In the UK and US there are young families living in single-room-mould-infested-dumps and that is just not how it’s supposed to be in the first world. We all know that people live with the threat of gun violence in the US, but in this show you’ll meet the children who’ve watched their parents gunned down, or their siblings, or friends… Brutal. This show really makes you look at how drugs create horrendous societal problems at every level in both countries, why kids have given up and dropped out of education thus perpetuating the cycle, how the disabled and physically impaired don’t have a chance of meeting basic needs because most people don’t care, and that people are literally starving. One story showed that 65 percent of people in one community were malnourished. This isn’t Darfur, this is the UK and US!
But within every community you’ll find truly amazing people working their arses off to help as many as they can. They’re the true heroes whose only motivation is to make the standard of life for their community better. They’re feeding thousands, giving people respect and dignity, training young people, trying to find jobs for those who need them, pushing the government to provide better housing, taking care of single mums, building playgrounds so children can know some childhood, and they’re taking care of the sick who are unable to get themselves to hospital. People run activities for the elderly, they create safe environments for the young people when everyone else has given up on them and try to get them re-engaged back into society, and they’re doing so much incredible work – mostly without any support from government. But the thing they give the most is love and community spirit – everyone needs that. There really are some remarkable people in this world.
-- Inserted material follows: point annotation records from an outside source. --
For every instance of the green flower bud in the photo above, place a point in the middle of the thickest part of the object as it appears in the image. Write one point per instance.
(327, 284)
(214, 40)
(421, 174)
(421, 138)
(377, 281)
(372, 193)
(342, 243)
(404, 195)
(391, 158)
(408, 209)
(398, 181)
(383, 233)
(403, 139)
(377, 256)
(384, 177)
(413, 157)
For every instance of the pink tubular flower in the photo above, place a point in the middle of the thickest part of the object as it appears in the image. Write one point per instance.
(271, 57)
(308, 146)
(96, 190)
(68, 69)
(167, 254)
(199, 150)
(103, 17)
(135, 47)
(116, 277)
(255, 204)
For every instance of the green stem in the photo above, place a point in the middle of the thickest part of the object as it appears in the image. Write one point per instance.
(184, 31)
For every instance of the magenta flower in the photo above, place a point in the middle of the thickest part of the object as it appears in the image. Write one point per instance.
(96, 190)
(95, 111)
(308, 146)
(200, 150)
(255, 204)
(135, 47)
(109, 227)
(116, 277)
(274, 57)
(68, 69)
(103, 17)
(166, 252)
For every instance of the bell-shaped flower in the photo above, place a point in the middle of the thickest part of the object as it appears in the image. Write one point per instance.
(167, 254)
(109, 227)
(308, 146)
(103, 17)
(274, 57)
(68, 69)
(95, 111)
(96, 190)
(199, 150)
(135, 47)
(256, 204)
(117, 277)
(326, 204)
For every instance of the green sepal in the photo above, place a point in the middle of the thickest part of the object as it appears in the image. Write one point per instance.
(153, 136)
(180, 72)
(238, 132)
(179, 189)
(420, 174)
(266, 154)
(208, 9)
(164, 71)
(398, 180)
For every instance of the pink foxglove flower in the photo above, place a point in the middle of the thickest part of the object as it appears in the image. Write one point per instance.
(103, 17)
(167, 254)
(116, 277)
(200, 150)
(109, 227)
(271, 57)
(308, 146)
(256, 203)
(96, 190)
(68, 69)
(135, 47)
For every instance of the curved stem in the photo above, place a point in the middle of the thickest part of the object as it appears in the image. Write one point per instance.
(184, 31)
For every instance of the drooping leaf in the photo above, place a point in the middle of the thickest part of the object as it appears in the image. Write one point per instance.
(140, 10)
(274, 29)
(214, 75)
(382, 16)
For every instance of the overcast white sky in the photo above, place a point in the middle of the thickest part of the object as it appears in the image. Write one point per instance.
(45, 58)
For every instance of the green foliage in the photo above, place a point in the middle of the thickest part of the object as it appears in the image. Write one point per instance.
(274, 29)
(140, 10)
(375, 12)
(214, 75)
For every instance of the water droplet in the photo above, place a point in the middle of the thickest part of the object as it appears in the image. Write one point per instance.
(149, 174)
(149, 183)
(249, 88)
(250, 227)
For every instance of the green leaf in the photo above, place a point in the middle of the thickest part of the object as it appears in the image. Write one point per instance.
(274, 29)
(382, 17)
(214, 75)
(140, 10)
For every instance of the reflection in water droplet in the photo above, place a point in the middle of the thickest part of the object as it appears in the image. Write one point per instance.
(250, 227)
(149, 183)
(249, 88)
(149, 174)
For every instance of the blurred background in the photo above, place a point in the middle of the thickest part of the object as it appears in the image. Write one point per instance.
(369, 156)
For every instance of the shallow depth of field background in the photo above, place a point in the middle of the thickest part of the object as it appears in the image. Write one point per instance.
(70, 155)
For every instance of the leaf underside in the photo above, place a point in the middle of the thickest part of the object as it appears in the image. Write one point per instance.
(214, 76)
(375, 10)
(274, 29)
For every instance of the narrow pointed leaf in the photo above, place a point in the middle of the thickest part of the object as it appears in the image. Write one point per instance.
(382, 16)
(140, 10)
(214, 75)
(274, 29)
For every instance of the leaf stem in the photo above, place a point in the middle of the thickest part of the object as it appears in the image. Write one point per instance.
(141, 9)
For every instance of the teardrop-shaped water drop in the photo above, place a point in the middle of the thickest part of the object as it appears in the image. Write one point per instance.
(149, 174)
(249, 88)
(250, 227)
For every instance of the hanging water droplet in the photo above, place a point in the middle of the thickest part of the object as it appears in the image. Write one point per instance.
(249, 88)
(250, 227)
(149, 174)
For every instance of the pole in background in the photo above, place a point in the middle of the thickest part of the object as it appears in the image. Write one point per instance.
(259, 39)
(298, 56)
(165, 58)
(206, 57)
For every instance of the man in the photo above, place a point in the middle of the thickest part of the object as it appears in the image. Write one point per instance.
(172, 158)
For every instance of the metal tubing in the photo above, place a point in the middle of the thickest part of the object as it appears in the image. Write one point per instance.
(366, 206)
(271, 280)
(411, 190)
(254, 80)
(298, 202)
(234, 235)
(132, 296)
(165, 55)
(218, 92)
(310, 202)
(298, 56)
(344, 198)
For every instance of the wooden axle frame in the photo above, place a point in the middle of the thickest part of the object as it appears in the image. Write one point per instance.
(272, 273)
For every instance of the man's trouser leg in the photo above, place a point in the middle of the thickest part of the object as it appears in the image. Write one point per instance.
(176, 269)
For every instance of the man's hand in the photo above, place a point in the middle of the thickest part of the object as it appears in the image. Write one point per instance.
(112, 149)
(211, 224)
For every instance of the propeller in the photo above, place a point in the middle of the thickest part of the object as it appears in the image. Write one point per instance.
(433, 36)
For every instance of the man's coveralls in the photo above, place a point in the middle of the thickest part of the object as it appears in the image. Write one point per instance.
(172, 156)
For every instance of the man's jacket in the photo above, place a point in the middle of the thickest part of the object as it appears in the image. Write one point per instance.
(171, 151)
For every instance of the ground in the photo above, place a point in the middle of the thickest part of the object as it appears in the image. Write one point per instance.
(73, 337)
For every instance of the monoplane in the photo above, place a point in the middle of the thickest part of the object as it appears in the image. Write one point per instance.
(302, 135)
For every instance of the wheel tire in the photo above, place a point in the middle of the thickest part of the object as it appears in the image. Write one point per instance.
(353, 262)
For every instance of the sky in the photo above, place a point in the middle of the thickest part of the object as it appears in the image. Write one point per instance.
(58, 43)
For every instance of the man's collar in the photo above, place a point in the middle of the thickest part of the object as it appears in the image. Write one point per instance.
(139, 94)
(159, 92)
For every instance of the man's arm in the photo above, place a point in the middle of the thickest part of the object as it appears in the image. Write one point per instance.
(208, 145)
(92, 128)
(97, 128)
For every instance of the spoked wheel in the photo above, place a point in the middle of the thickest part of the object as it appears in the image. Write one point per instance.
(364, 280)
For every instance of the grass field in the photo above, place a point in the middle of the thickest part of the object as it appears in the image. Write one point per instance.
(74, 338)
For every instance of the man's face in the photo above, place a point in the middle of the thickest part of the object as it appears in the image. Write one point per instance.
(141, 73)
Bring in the millionaires, people who come from very comfortable lives – most of whom have worked hard for it – and within 10 days (only six days for the US millionaires) you watch them profoundly changed by the experience. Most start off with a pretty patronizing attitude towards the poor, but they change their point of view very quickly as many of them get to know “poor” people for the first time in their lives. Also, as part of the deal, they’re “poor” – they have to survive on the equivalent of job seekers allowance while away (six pounds a day in the UK) and live in equally undesirable accommodation – let’s just say most of them start their journey by cleaning the toilet. The one consistent thing is that all of them are absolutely shocked by how their fellow countrymen are surviving in a world that has been comfortable and generous to them. When people talk about the divide between rich and poor, this show definitely demonstrates how deep that divide can be.
Many might be cynical about this show. I mean let’s face it – it’s very positive PR for the millionaires after all. When you do something so public, with yourself positioned as the saving hero, some might be a little sceptical. But I think it’s shedding light on some very challenging situations people within our communities are facing, and if it takes a TV show to bring these things to light to make more of us think about what we can do to help, and maybe even be a little less judgemental of people in these situations, then so be it. And let’s face it, many of the millionaires are donating hundreds of thousands of their own money to these communities, and it’s not just a one-off thing, some are involved for the long term, bringing real value.
If you’re looking for some meaningful TV viewing, I reckon this is a powerful show. It’ll break your heart and give you hope at the same time, but it ain’t always easy viewing. If I ever feel in need of a good cry, I always make sure I’ve got one recorded, but more importantly, it makes me want to do more. And while we don’t need to be millionaires to make a contribution to our society’s welfare, money certainly helps, but so does hope.